LinuxQuestions.org

LinuxQuestions.org (/questions/)
-   Linux - Newbie (https://www.linuxquestions.org/questions/linux-newbie-8/)
-   -   Question about operating files (https://www.linuxquestions.org/questions/linux-newbie-8/question-about-operating-files-793222/)

Jason7449 03-04-2010 01:28 PM

Question about operating files
 
Hi guys, I am totally new to linux, and got a question with shell:

if there's a tab-delimited file under /usr/desktop, how can I determine the number of rows and columns of the file in shell?

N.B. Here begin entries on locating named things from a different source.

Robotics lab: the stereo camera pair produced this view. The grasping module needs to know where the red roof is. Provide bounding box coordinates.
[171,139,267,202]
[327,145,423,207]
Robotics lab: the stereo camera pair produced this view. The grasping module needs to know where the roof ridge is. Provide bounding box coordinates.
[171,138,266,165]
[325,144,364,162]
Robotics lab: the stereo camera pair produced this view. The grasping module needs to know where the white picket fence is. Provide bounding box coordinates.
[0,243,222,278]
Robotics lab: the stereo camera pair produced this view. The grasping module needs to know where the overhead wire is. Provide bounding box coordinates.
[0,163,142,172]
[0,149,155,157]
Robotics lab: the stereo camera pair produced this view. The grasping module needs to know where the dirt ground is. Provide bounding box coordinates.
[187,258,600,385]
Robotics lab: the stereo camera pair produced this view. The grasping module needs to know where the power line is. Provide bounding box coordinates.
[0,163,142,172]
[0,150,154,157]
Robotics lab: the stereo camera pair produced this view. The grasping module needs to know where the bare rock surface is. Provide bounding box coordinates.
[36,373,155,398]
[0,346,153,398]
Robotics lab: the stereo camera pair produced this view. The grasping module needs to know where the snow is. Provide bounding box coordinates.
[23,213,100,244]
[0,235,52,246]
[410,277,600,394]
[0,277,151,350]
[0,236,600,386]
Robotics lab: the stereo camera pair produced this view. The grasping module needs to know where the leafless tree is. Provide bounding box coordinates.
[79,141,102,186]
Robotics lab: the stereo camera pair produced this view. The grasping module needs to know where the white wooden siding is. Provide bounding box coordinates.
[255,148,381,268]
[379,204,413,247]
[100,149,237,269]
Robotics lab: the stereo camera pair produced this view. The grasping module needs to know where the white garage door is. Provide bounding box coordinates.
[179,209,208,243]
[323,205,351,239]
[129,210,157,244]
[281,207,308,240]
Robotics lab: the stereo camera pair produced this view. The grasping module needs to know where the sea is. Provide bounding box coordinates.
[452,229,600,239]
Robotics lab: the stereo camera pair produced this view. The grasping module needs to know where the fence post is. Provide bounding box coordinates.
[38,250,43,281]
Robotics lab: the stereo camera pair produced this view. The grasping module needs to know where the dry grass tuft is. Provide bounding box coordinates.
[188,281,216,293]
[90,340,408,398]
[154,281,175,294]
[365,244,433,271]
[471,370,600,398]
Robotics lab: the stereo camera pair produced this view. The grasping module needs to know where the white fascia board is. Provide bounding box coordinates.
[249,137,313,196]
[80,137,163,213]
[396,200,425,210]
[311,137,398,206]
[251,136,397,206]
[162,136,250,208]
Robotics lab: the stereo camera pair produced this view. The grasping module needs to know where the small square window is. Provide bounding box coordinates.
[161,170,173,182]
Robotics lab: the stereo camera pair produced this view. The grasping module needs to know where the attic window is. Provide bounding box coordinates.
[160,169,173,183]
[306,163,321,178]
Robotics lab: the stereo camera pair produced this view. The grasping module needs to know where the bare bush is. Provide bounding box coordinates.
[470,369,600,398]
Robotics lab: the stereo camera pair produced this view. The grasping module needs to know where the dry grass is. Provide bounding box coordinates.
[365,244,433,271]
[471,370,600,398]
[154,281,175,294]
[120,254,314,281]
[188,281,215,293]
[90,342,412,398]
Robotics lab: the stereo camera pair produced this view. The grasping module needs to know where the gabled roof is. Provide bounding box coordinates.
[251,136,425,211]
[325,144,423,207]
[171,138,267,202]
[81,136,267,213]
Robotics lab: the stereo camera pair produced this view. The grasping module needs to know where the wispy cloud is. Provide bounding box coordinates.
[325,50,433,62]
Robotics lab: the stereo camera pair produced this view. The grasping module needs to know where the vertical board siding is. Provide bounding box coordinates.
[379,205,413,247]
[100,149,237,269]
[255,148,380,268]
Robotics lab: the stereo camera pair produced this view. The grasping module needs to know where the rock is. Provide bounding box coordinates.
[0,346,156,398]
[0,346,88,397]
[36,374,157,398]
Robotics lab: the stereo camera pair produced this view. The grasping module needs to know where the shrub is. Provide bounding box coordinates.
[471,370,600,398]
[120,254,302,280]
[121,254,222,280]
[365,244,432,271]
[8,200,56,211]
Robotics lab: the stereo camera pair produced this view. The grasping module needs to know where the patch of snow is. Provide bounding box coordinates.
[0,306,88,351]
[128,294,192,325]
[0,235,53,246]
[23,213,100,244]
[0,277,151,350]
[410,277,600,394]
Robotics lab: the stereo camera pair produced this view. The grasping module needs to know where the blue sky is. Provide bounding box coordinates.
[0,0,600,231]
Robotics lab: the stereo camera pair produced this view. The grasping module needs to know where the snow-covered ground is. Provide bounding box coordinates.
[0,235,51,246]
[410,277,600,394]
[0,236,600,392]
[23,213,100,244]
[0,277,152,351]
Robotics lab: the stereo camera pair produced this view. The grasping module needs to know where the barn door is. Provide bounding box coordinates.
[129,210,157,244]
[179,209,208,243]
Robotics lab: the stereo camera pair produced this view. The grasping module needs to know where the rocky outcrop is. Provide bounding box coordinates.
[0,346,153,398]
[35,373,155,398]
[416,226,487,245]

And, if told the the 3rd column of the file contains only numerical values and all values in the 5th column are unique, how can I verify these in shell?

Thank you very much!!!

rweaver 03-04-2010 01:47 PM

You can use wc (wordcount) to get some of the information, for example rows (this would count the header row if there is one):

Code:

wc -l /usr/desktop/filename
If you want to count cols then you can use some simple sed or perl to translate the tabs on a single line to line returns then count the lines...

Code:

tail -1 /usr/desktop/filename | tr '\t' '\n' | wc -l
Edit: (interestingly this will give the correct # of columns, because the end of line gets counted where normally you'd have to add one if it didn't)

Code:

for i in $(cat /usr/desktop/filename | cut -f3 -d'  ' | grep -v "\D"); do grep -i $i /usr/desktop/filename; done
(there is a ctrl-v[tab] between the '') Will show you all lines where field 3 is not numeric.


Code:

cat /usr/desktop/filename | cut -f5 -d'  ' | uniq -c | grep -v "\w*1"
(there is a ctrl-v[tab] between the '') Will show you all non-unique fields there are in col5 and how many occurrences there are... you could toss it into a for loops and extract the full lines if you wanted too.

Also keep in mind you could perform most of these operations with perl, awk, sed, etc. easily also.

Jason7449 03-04-2010 02:07 PM

Thank you very much for your help!!! Learning!

Jason7449 03-05-2010 11:56 AM

Quote:

Originally Posted by rweaver (Post 3885897)
You can use wc (wordcount) to get some of the information, for example rows (this would count the header row if there is one):

Code:

wc -l /usr/desktop/filename
If you want to count cols then you can use some simple sed or perl to translate the tabs on a single line to line returns then count the lines...

Code:

tail -1 /usr/desktop/filename | tr '\t' '\n' | wc -l
Edit: (interestingly this will give the correct # of columns, because the end of line gets counted where normally you'd have to add one if it didn't)

Code:

for i in $(cat /usr/desktop/filename | cut -f3 -d'  ' | grep -v "\D"); do grep -i $i /usr/desktop/filename; done
(there is a ctrl-v[tab] between the '') Will show you all lines where field 3 is not numeric.


Code:

cat /usr/desktop/filename | cut -f5 -d'  ' | uniq -c | grep -v "\w*1"
(there is a ctrl-v[tab] between the '') Will show you all non-unique fields there are in col5 and how many occurrences there are... you could toss it into a for loops and extract the full lines if you wanted too.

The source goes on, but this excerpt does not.